Monday, August 15, 2011

A Uncharacteristic New Love

There has been a gaping hole in my movie watching experience, & I don’t understand how I managed to avoid this treasure for so long. I am talking of one of the strangest & most gruesome movie series I have ever actually wanted to watch. I am speaking of Final Destination.


I am not a horror movie type person. In fact if you asked my family about my experiences with horror movies they would confirm that I cower in a corner hiding my face behind a pillow every time I watch anything remotely terrifying. I can handle suspense; I just really hate things jumping out at me. Thinking about The Ring still gives me chills, & I watched that 5 or 6 years ago.

Given my track record I shouldn’t like Final Destination. It has too much waiting & wondering when the next person is going to die & worrying how awful it’s going to be. Everything about this movie is suspenseful & horrifying, but for some reason I can’t look away. There isn’t anything jumping out at you, so maybe that’s why I can tolerate it, but surely I’m not so much of a suspense junkie that I want to see how people will die in horrible ways. At least they cut-a-way from the goriest deaths…

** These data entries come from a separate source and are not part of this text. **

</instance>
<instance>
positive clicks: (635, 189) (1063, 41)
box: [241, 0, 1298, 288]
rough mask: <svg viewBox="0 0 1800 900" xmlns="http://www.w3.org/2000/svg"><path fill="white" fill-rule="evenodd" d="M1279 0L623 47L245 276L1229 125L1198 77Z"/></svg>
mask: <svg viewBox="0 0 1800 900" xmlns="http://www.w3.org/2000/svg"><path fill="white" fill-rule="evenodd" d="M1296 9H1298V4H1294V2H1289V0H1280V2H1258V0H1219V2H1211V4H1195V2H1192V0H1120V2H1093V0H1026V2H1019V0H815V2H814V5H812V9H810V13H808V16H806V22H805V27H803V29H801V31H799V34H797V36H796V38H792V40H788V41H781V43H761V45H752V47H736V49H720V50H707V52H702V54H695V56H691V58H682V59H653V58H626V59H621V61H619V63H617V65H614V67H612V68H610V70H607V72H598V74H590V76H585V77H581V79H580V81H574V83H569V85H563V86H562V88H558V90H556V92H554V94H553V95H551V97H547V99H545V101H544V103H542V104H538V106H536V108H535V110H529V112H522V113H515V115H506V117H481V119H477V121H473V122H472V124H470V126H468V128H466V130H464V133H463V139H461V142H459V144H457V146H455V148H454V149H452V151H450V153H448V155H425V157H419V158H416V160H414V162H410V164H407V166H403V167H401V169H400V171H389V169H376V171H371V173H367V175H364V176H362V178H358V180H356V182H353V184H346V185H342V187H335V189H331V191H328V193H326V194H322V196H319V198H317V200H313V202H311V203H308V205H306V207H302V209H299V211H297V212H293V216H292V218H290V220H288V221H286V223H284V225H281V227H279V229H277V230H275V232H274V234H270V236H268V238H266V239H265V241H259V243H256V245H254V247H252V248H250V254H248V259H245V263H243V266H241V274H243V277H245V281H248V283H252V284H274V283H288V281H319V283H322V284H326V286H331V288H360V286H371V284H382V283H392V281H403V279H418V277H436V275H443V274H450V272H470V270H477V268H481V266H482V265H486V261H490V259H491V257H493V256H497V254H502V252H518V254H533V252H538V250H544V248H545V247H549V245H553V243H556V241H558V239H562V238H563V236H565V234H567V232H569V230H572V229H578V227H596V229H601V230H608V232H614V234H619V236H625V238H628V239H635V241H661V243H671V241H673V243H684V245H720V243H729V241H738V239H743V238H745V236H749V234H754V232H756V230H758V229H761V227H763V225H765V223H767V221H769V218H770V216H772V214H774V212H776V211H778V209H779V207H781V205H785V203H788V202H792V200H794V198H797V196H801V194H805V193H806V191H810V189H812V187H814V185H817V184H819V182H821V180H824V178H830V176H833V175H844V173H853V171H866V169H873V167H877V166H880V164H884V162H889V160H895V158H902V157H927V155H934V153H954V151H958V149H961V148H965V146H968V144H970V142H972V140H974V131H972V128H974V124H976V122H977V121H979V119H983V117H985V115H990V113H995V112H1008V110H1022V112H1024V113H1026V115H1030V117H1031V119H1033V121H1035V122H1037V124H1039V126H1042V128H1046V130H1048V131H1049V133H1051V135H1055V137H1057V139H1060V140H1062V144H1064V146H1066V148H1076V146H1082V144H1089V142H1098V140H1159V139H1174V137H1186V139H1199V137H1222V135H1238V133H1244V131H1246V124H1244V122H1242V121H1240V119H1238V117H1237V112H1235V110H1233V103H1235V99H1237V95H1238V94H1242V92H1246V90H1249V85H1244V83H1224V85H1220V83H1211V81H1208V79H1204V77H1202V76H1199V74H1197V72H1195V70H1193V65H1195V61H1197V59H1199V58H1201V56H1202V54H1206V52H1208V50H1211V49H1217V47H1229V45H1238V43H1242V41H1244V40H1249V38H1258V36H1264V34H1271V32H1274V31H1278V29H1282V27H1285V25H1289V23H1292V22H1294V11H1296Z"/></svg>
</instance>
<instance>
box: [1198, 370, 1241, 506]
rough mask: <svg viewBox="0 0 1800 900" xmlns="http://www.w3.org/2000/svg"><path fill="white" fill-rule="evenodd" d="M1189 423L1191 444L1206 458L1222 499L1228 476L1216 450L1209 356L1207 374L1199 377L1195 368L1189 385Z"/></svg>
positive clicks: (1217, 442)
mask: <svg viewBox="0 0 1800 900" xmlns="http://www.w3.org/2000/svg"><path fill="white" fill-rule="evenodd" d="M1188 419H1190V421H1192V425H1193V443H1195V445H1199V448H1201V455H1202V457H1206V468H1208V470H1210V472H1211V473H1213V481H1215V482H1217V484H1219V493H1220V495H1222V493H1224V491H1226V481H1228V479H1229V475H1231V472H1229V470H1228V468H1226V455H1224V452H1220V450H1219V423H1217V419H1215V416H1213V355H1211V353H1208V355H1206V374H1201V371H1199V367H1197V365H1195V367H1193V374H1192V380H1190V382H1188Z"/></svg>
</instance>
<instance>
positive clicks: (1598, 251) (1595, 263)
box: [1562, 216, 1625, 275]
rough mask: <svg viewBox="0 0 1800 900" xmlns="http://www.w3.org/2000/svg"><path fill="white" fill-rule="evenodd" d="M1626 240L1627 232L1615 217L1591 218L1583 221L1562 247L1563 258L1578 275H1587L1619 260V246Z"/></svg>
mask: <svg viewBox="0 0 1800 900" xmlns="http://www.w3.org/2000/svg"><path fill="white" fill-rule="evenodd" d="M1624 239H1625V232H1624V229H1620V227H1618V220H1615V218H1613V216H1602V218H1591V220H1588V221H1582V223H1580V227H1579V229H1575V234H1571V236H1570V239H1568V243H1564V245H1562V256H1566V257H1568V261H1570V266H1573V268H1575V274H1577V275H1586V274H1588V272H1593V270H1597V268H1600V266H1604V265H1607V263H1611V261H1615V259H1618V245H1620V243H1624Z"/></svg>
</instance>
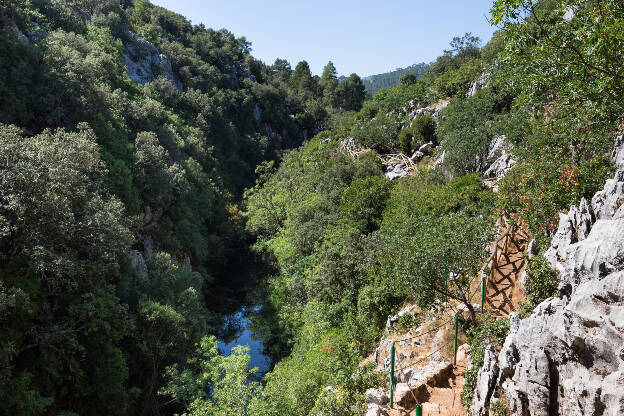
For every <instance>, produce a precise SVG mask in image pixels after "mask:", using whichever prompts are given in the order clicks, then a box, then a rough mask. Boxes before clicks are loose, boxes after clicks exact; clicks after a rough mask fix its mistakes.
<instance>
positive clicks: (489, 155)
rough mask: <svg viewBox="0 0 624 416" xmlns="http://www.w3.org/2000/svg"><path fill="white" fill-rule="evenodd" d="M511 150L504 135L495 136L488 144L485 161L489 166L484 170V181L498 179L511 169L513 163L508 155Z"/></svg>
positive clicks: (505, 137) (506, 139) (509, 146)
mask: <svg viewBox="0 0 624 416" xmlns="http://www.w3.org/2000/svg"><path fill="white" fill-rule="evenodd" d="M510 149H511V145H510V144H509V142H507V139H506V137H505V136H504V135H500V136H496V137H494V138H493V139H492V142H491V143H490V148H489V150H488V155H487V161H488V162H490V163H491V164H490V165H489V167H488V168H487V169H486V170H485V173H484V174H483V177H484V178H486V179H496V180H498V179H500V178H502V177H503V176H505V174H506V173H507V171H508V170H509V169H511V168H512V167H513V166H514V164H515V161H514V159H513V158H512V157H511V155H510V154H509V153H508V151H509V150H510Z"/></svg>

This movie is kind of like my gladiator games. This is my football. It’s like a mystery TV show that has seconds left on the clock until someone dies, & you have to figure it out before they do. The person will die that’s unavoidable, but at least you know how it’s going to happen before they do. It’s a test of your mental ability while under pressure & I love it! If you really want to save them you get anxious for the character, which is something that shouldn’t be relaxing or fun, but somehow manages to be both.

Is it amoral for me to like this movie as much as I do? …Probably. Do I plan on watching 2.3.4 & 5 sometime in the near future? Yes.